Grahame Coats estava de quatro sobre o chão de concreto do depósito de carnes, na escuridão, quando as luzes se apagaram. Algo quente escorria por sua perna. Pensou por um desagradável momento que tinha urinado nas calças, mas aí entendeu que a lâmina de uma das facas que colocara no cinto fizera um corte profundo na parte superior de sua perna.

Parou de se mover e deitou-se no chão. Decidiu que beber tanto foi a coisa certa a fazer: era praticamente uma anestesia. Decidiu dormir.

Não estava sozinho no depósito de carnes. Havia alguém com ele. Alguém que caminhava com quatro patas.

Então ouviu um grunhido:

— Levante-se.

— Não consigo. Estou ferido. Quero dormir.

— Você é uma criatura patética, que destrói tudo o que toca. Agora levante-se.

— Bem que eu queria — respondeu Grahame Coats, na melhor voz que conseguia fazer bêbado. — Não dá. Vou ficar deitado aqui um pouco. De qualquer forma, ela trancou a porta. Eu ouvi.

Ele ouviu um som metálico do outro lado da porta, como se o ferrolho fosse retirado lentamente.

— A porta está aberta. Agora me ouça. Se ficar aqui, você vai morrer.

Ouvia-se um barulho suave e impaciente. Uma cauda a mover-se. Um rugido meio abafado no fundo da garganta.

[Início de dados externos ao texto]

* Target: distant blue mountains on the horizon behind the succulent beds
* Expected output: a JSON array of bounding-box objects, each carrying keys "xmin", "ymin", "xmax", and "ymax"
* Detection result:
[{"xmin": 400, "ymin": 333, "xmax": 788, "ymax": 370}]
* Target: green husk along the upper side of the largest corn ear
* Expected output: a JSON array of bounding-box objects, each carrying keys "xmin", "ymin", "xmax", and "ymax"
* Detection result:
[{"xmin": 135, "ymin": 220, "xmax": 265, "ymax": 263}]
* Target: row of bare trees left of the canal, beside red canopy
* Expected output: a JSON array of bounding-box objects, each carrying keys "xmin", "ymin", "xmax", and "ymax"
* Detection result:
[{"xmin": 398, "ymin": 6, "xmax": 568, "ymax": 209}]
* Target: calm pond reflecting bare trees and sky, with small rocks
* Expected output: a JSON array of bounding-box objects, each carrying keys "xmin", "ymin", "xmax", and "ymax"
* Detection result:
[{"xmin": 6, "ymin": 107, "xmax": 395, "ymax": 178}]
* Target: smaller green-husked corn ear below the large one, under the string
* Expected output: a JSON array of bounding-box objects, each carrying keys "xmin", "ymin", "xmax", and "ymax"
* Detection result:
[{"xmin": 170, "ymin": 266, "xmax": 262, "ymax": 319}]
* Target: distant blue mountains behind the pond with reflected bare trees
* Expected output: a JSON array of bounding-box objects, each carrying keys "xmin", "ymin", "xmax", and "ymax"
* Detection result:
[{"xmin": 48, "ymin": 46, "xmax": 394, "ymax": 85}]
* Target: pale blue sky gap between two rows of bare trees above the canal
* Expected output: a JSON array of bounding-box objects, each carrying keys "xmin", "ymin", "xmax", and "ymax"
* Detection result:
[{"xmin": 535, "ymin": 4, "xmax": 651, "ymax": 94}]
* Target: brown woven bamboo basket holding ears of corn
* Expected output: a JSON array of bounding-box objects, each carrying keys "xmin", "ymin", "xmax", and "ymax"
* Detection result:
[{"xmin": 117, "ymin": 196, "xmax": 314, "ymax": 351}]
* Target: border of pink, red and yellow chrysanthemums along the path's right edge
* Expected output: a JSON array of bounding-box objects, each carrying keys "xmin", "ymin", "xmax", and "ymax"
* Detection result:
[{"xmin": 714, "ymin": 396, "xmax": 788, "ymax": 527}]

— Me dê a sua mão. Quero a sua lealdade. Convide-me para entrar em você — disse a voz.

— Eu não enten...

— Me dê a sua mão ou vai sangrar até morrer.

Ali, na escuridão do depósito de carne, Grahame Coats ergueu a mão. Alguém, ou alguma coisa, a pegou e ficou segurando, transmitindo confiança.

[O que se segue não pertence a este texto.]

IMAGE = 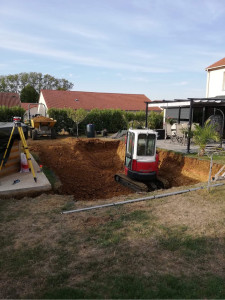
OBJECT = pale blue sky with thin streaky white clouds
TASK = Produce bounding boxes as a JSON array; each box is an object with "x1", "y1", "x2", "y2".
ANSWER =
[{"x1": 0, "y1": 0, "x2": 225, "y2": 100}]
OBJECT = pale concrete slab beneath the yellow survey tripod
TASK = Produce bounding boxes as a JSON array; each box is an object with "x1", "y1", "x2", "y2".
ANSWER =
[{"x1": 0, "y1": 156, "x2": 52, "y2": 198}]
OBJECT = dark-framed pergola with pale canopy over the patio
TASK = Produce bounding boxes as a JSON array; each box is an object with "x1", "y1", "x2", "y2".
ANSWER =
[{"x1": 145, "y1": 96, "x2": 225, "y2": 153}]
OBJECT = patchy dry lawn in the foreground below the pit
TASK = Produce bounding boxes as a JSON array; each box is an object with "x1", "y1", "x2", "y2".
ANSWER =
[{"x1": 0, "y1": 182, "x2": 225, "y2": 299}]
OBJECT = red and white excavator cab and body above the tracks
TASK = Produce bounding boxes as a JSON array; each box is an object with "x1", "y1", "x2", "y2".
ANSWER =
[{"x1": 125, "y1": 129, "x2": 159, "y2": 182}]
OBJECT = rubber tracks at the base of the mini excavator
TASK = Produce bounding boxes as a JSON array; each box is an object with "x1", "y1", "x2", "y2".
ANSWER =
[{"x1": 114, "y1": 174, "x2": 169, "y2": 193}]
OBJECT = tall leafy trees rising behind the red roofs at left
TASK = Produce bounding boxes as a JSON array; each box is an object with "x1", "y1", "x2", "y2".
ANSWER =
[{"x1": 0, "y1": 72, "x2": 73, "y2": 94}]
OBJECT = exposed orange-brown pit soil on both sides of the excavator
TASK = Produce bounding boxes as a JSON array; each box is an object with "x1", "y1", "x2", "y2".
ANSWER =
[{"x1": 29, "y1": 137, "x2": 221, "y2": 200}]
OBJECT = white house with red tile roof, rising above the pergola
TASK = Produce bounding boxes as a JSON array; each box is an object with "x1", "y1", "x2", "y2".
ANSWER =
[{"x1": 205, "y1": 57, "x2": 225, "y2": 98}]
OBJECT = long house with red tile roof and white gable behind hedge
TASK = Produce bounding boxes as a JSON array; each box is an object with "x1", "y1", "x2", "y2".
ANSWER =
[{"x1": 39, "y1": 90, "x2": 161, "y2": 114}]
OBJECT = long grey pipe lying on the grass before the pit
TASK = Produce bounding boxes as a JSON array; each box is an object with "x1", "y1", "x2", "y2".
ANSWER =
[{"x1": 61, "y1": 183, "x2": 225, "y2": 214}]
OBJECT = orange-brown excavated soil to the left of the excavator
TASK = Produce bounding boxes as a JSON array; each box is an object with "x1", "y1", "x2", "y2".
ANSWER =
[{"x1": 29, "y1": 138, "x2": 132, "y2": 200}]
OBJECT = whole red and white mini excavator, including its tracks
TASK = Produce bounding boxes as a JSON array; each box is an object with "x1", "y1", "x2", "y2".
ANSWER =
[{"x1": 114, "y1": 129, "x2": 169, "y2": 192}]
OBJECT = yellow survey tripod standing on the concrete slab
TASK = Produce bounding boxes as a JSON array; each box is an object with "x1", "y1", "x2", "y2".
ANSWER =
[{"x1": 0, "y1": 117, "x2": 37, "y2": 182}]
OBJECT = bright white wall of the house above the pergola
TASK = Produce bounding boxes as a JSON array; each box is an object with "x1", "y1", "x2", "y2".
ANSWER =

— E então? Quer me convidar para entrar em você?

Então um momento de fria sobriedade tomou Grahame Coats. Ele já havia ido muito longe. Nada que fizesse poderia piorar as coisas.

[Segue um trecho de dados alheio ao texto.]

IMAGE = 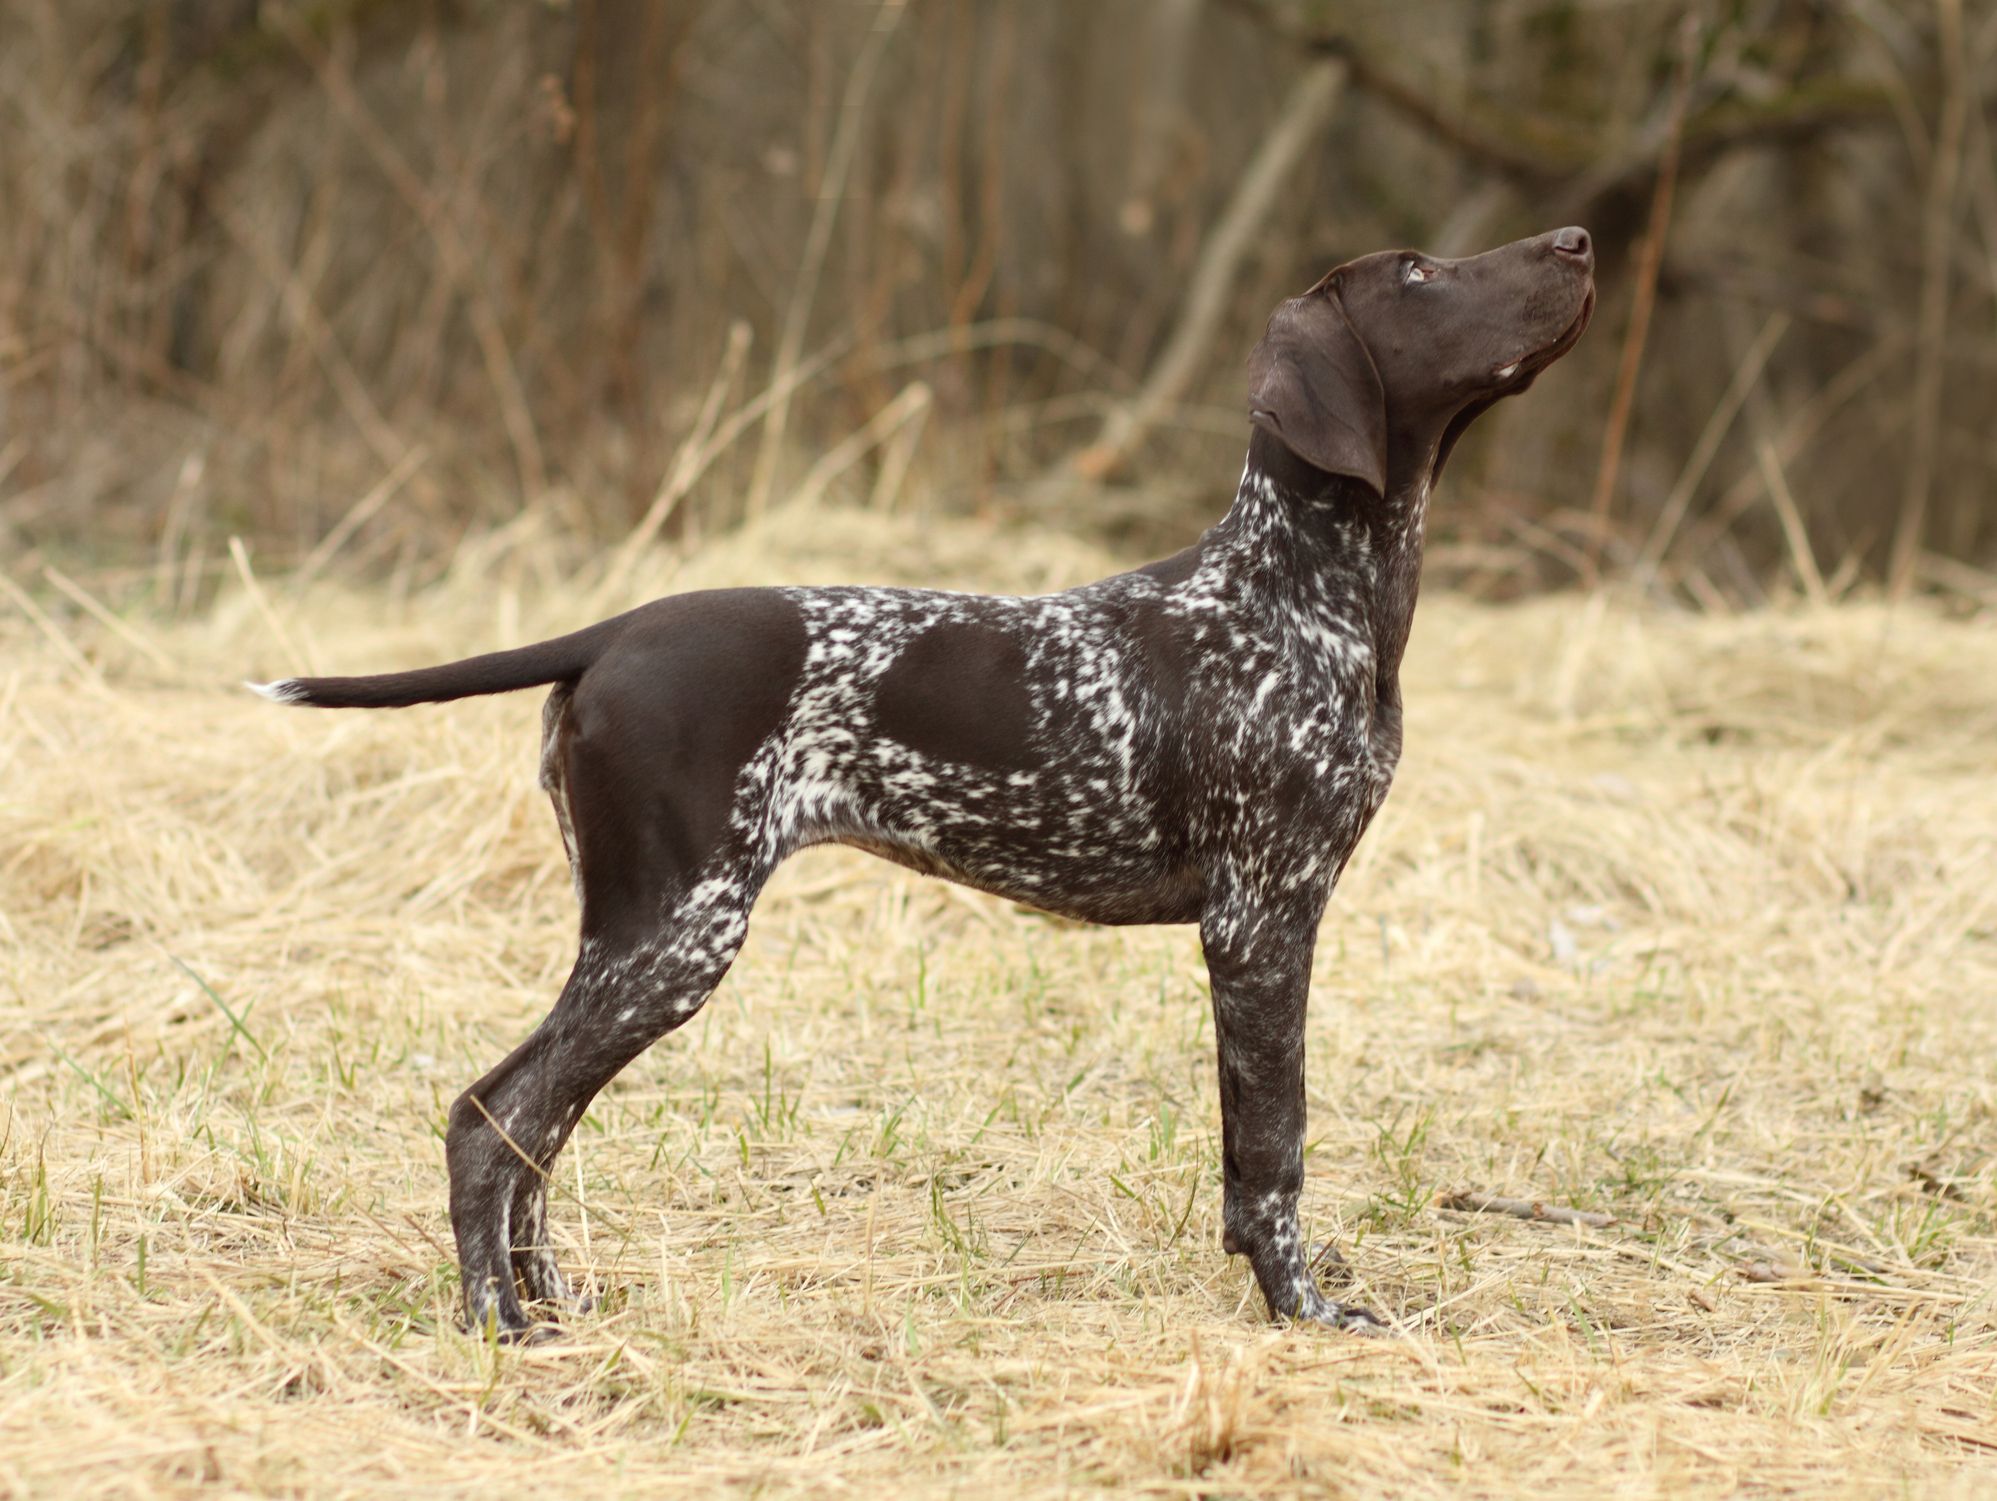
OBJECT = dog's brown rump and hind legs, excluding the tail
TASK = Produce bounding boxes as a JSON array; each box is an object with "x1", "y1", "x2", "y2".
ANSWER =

— Absolutotalmente — sussurrou Grahame Coats e, assim que disse isso, começou a mudar. Conseguia enxergar na escuridão como se fosse dia. Pensou, mas só por alguns segundos, ver algo ao seu lado, maior que um homem, com dentes muito afiados. Então a coisa sumiu, e Grahame Coats sentia-se ótimo. O sangue não saía mais de sua perna.

Conseguia enxergar perfeitamente na escuridão. Puxou as facas presas em seu cinto e as deixou cair no chão. Tirou os sapatos. Havia uma arma no chão, mas a deixou lá mesmo. Armas eram para os símios, as aves de rapina, os fracos. Ele não era nenhum símio.

Era um caçador.

Colocou-se de quatro e saiu, com quatro patas, para a adega.

Podia ver as mulheres. Elas haviam encontrado a escada que dava para a casa e se aproximavam dela cegamente, de mãos dadas, na escuridão.

Uma era velha, tinha carne dura. A outra era jovem, com carne macia. Sua boca salivou, a boca de alguém que só em parte era Grahame Coats.

Fat Charlie saiu da ponte, com o chapéu panama do pai enfiado na cabeça, e entrou na luz poente. Caminhou pela praia cheia de pedras, escorregando nelas, caindo em piscinas de água naturais. Então pisou em algo que se mexeu. Tropeçou e saiu de cima.

A coisa ergueu-se no ar, cada vez mais. O que quer que fosse, era enorme. À primeira vista, Fat Charlie pensou que tivesse o tamanho de um elefante, mas era ainda maior.